Una guerra que, incomprensiblemente, está siendo librada, de una parte, contra dos de los más grandes aliados del titán americano como lo son Canadá y México; y por otra parte contra China, otro gigante que no se quedará con los brazos cruzados.

El raciocinio detrás de esta “jugadita” tiene sustento en la tesis de que la protección artificial del aparato productivo nacional le permitirá vigorizarse y generar empleos locales.

Y no hay que perder de vista que dicho Gobierno se hizo elegir sobre la plataforma de revitalizar la industria americana y, en su visión, esta política suma pasos en esa dirección.

Pero tampoco hay que perder de vista que una “guerra comercial” solo deja perdedores.

Y “para muestra un botón”: todas las ganancias que habían acumulado el dólar, los bonos de deuda del tesoro americano y los principales índices accionarios desde la elección del nuevo presidente estadounidense se borraron en la última semana.

Y de las expectativas de inflación, ni hablar. Resulta absolutamente lógico que si a Estados Unidos le sale más caro importar los diferentes insumos que requiere para mover su aparato productivo, ello inevitablemente traerá un alza de precios, que no es otra cosa que la odiosa inflación.

Y ni qué decir de los países que son objeto de los aranceles.

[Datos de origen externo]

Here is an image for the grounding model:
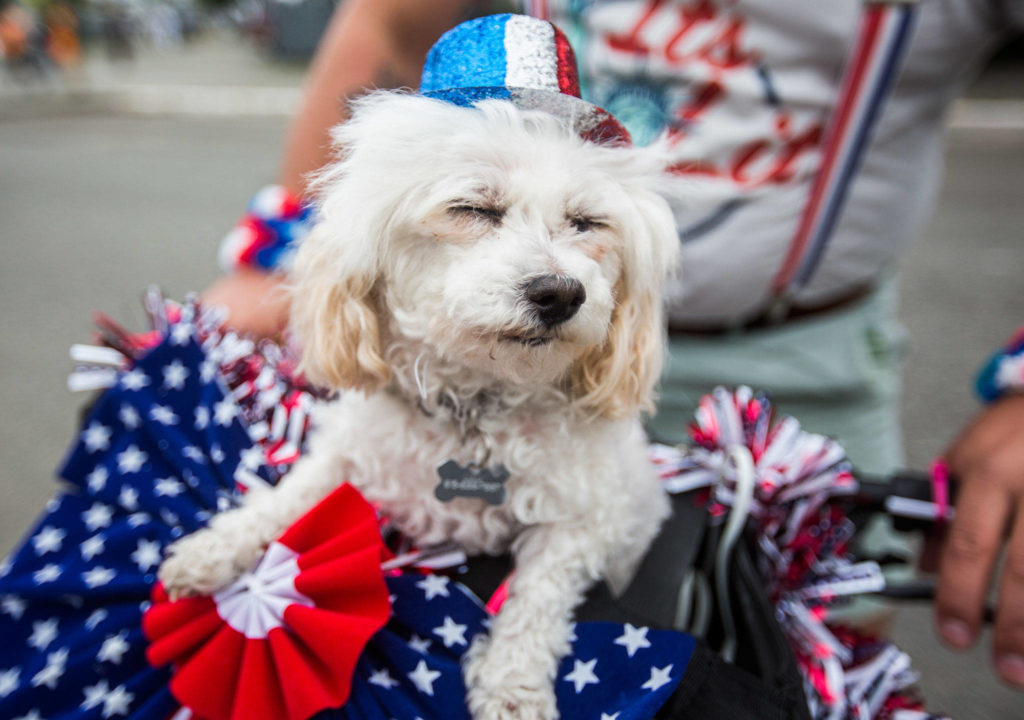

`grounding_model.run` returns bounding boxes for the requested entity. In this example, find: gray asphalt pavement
[0,36,1024,720]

Ellos también se verán seriamente perjudicados puesto que ponen en riesgo un importante mercado que soporta su economía.

Afortunadamente, como hace un mes, a los pocos días de anunciada la nueva ronda de aranceles, Estados Unidos otra vez le confirió a México y Canadá un mes más de “tregua”.

El problema es que la incertidumbre es el peor enemigo de los negocios y del crecimiento económico. El vaivén del Gobierno americano muy probablemente inducirá un ciclo de desaceleración económica marcada, si no es que aparece nuevamente en la palestra el fantasma de la recesión.

Pero lo realmente alarmante para Colombia es el último anuncio de los nuevos aranceles a todas las importaciones agrícolas de Estados Unidos.

Aún no sabemos cuál sería el alcance de esta medida, ni para cuando, o si es para todos los países, o cuál será la tarifa del arancel.

Ojalá ello no ocurra, porque las repercusiones para nuestro país serían catastróficas, pues pondría en riesgo cientos de miles de empleos en agroindustrias como la del café (40% se exporta a EE. UU.), flores (90% va a EE. UU.), aguacates (el mercado promisorio es EE. UU.), limón, arándanos, uchuvas, entre tantos otros que esperan consolidar dicho mercado.

En conclusión, la guerra comercial emprendida por el Gobierno estadounidense no solo amenaza con desestabilizar las economías de sus aliados y adversarios, sino que también pone en riesgo el crecimiento económico global.

Es fundamental que la diplomacia actúe de manera coordinada y decidida para disuadir a Washington de imponer estas medidas. En un mundo interconectado como el nuestro, esta guerra comercial perjudicará especialmente a los más pequeños, como suele ser en todas las guerras.